Use of electrodes to stimulate areas deep in the brain has been uncovered as an alternative therapy for OCD sufferers who are resistant to other treatment types. It is a third means of treatment with pre-existing means being medication and cognitive behavioural therapy.
The two types of treatment mentioned are only effective for the bare majority of patients with 60% of sufferers experiencing a benefit by this means.
It is estimated that 10% of patients are severely affected by OCD despite using both of these treatment options. A reassessment of the safety of electrode use has been enacted by Damianna Denys of the University of Amsterdam. Also assessed was the effectiveness of the treatment type.
16 Study Participants
16 patients were taken who had symptoms of OCD, yet had not been cured after being in receipt of the other treatments for an extended time.
There were three treatment phases in the study, with the study taking place over an eight month period. Electrodes were implanted in the nucleus accumbens of the patients. This area of the brain is critical for our reward systems. Once implanted,
All participants received active stimulation to these electrodes. An assessment of their OCD symptoms was made every two weeks.
After this eight month period (Open Phase) all of the participants were invited to partake in a double blind phase lasting one month. This double blind phase meant, that there was a random assignment made to have the electrodes turned on or off in blocks lasting two weeks.
Assessment occurred prior to the double blind phase, and at the end of each of these two week blocks. A 12 month maintenance phase followed.
In this maintenance phase, stimulation resumed with assessment only now occurring every three months.
The ranking of OCD symptoms comes in the range of 0 to 40. If there was a score that showed a drop of more than 35% then these patients were classified as having responded to treatment. During the (open phase) of this study there was much improvement in symptoms noted, with the average score seeing a decrease of 46% of symptoms.
9 of the 16 participants showed a drop in symptom presentation of around 72%. It was found that depressive symptoms decreased by one half, with the stimulation being well received and tolerated by the participants.
Still Adverse Effects
There were however some permanent adverse effects of the OCD still present in these people, most notably word finding problems and mild forgetfulness.
It was uncovered during the double blind phase in which 14 of the patients were included, that there was a difference in the rate of response to the placebo stimulation and the real stimulation.
Here there was a decrease in the presence of symptoms of between 8.3 and 25%. It was found that the improvements made were sustained during the maintenance phase of the study.

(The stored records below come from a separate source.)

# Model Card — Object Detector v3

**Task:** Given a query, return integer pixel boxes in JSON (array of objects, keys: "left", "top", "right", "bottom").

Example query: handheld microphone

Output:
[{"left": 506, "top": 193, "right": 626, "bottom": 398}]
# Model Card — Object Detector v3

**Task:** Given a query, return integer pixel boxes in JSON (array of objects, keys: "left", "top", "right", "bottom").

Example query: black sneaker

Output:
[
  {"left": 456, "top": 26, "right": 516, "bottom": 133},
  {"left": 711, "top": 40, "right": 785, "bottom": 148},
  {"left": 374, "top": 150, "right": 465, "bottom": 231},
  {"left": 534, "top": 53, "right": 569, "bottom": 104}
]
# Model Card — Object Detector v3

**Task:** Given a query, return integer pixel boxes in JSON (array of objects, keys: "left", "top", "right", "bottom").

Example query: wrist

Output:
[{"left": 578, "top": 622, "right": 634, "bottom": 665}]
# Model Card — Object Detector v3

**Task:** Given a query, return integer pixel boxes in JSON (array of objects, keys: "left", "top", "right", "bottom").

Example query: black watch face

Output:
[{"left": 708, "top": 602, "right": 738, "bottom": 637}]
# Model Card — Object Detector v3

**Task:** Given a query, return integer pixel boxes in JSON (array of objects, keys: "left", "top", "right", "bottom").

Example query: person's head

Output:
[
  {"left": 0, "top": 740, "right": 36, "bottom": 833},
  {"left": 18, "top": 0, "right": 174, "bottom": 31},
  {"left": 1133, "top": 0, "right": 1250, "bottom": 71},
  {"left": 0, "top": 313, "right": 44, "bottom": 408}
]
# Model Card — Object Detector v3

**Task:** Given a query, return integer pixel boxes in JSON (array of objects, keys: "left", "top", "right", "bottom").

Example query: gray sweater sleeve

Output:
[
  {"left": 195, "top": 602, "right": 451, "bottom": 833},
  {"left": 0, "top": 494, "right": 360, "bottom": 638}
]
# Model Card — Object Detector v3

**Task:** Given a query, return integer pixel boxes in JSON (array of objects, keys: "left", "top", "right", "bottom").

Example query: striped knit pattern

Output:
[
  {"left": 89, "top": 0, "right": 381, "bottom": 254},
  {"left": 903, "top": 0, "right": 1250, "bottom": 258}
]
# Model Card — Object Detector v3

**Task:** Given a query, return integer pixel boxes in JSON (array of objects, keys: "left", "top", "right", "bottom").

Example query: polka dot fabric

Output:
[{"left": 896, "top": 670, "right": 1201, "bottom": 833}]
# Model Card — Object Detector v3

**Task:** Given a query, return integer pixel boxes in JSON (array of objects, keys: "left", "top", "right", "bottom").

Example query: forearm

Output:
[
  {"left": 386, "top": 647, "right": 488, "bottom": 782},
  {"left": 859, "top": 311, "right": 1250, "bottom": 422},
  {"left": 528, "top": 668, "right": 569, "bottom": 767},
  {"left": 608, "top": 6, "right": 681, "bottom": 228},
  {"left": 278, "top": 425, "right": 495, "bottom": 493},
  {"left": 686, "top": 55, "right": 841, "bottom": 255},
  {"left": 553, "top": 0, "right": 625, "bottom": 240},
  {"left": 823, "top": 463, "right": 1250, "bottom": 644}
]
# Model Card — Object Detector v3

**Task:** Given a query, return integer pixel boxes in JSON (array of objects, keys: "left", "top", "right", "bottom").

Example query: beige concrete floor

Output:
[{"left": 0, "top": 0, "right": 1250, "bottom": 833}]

The research authors have noted that in summary there is an indication as a result of the study that bilateral stimulation of the nucleus accumbens may be an effective and also a safe treatment in patients whose OCD is highly refractory. Safe is the key detail in this instance and what the scientists are delving to unearth. With any degree of stimulation being emitted into the body there is the potential for harm and stimulating particular regions of the brain through direct contact with electrodes is dangerous for obvious reasons.
It was found also that there is a support mechanism here for patients and doctors, another means of treatment beyond the cognitive techniques and the medication. There is in other words therapeutic potential in patients with incapacitating chronic psychiatric disorders such as OCD.